Why wouldn’t Swansea ask for £50million?!

Alex Caple
Contributor

Everton and Leicester have both reportedly had £40m bids rejected for Swansea’s Gylfi Sigurdsson, a fee that most already found extravagant.  Indeed, both clubs must have been slightly taken aback when told that Swansea want £50m.

£50m would put Sigurdsson higher on the list than Lacazette (£45m), Bernardo Silva (£42m), Salah (£36m), Tolisso (£35m) – all highly sort after players, playing for teams competing for top honours. Only Romelu Lukaku has moved for more than £50m this summer.

So why is Gylfi Sigurdsson, a player who battled relegation last season, commanding such a fee? Because the team asking for it need him more than the money.

Of all the players mentioned, their teams will replace them. Lyon immediately went out and signed Bertrand Traore and Mariano Diaz to replace Tolisso and Lacazette, with players like Nabil Fekir and Memphis Depay already in their squad. Monaco, champions of France, wasted no time in replacing Bernardo Silva with the very highly-rated Youri Tielemans for £22m. They sold those players, as key as they were, knowing they would replace them – everyone would be rightfully surprised if those were the only replacements, too.
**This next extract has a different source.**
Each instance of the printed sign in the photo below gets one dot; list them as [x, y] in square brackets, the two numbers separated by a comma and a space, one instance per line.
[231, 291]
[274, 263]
Swansea don’t have this luxury; tThey survived relegation by the skin of their teeth last season, relying on Paul Clement to turn them around after the disastrous reign of Bob Bradley. Even then, he nearly failed in that goal. They’re not a team on the up, they’re not a team that present an exciting prospect to players, and they most certainly don’t have the squad to fill any void left by losing their best player.

And Sigurdsson isn’t just their best player: he’s their playmaker, the player they rely on to make nearly everything happen. Yes, Sigurdsson isn’t on the level of any of the previously mentioned players, you could argue that he’s not even particularly close, and in terms of individual value for money, there is much better priced talent out there.

But if you give Sigurdsson a value of, say, £30m (which is still probably generous when considered purely on talent), and Swansea sold him to Leicester, or Everton, or whoever else would be interested in that price, what would they do with that money? You’d be asking a team who battled relegation to find a player who can fill the enormous void left by their star man, and to do it for £30m. £30m to find someone who can make a Premier League side tick, who can be relied upon, who can be creative, score goals, win top flight games – and for him to do it immediately.

If that player existed (and we haven’t even taken potential wages into account) and was attainable, why aren’t Everton and Leicester looking at him? Why even bother with Sigurdsson if that player is better or available for less? Because finding that player is incredibly difficult, and would be far, far riskier than Sigurdsson. And that risk is so much greater for Swansea.

Monaco sold one of their best players this summer in Bernardo Silva. They did it as the champions of France, knowing it will likely weaken them. Now, instead of a player who made the Ligue 1 Team of the Year and shone in the Champions League, they’ve taken a chance on a 20-year-old from Anderlecht who has a lot to prove.

Monaco, however, are going into the new season knowing that they’ll likely finish lower than they did last year (even if PSG have been remarkably quiet so far this summer). The risk in selling Bernardo Silva is that the principality may drop as low as third next year, with fourth being disappointing, and fifth being somewhat of a disaster. They took this risk, though, feeling they had to.

Swansea will be taking a similar risk if they sell Sigurdsson. Only they’ll be selling someone who is even more key to them, even if he’s not as good, and doing worse next season for Swansea could mean relegation to the Championship. You’d go as far to say that it probably would mean that. If that happens, and Sigurdsson left for £30, 40, 50 million, the club and their fans won’t find much satisfaction in looking back and thinking “that was a brilliant business deal though”. For one thing, it wouldn’t be – they’d actually be down money. Aston Villa were kept up in 2015 by Christian Benteke’s goals, and the £32m they got for him didn’t count for much when they were relegated the next season.

That’s what the Premier League has done, and fans can laugh at it all they want, but the TV money involved means players are naturally more valuable. Players at the bottom of the league may even be more valuable than teams higher up, as bizarre a concept as that should be.

Southampton have sold player after player, consistently losing their best and not changing much. They sell their players safe in the knowledge that a worse season means bottom half at the absolute worst, and likely not even that. Sadio Mane is a better player than Gylfi Sigurdsson for instance, but his value to Southampton was nowhere near what the Icelandic’s is to Swansea.

£50m seems to be the sweet spot for Swansea – the price that they’ve decided brings them enough to properly improve their side without Sigurdsson being in it. Llorente looks likely to move too, however, and that’s possibly played a part, too.

Replacing their attack, an attack that saved them last year, is an incredibly difficult task, and an unbelievably risky one. If it wasn’t for the player power that exists in the game these days, it’s hard to believe that the Welsh side would even consider selling either, but they likely have no choice. It’s an enormous summer for Swansea City Football Club, and they’ll want everything they can get to help.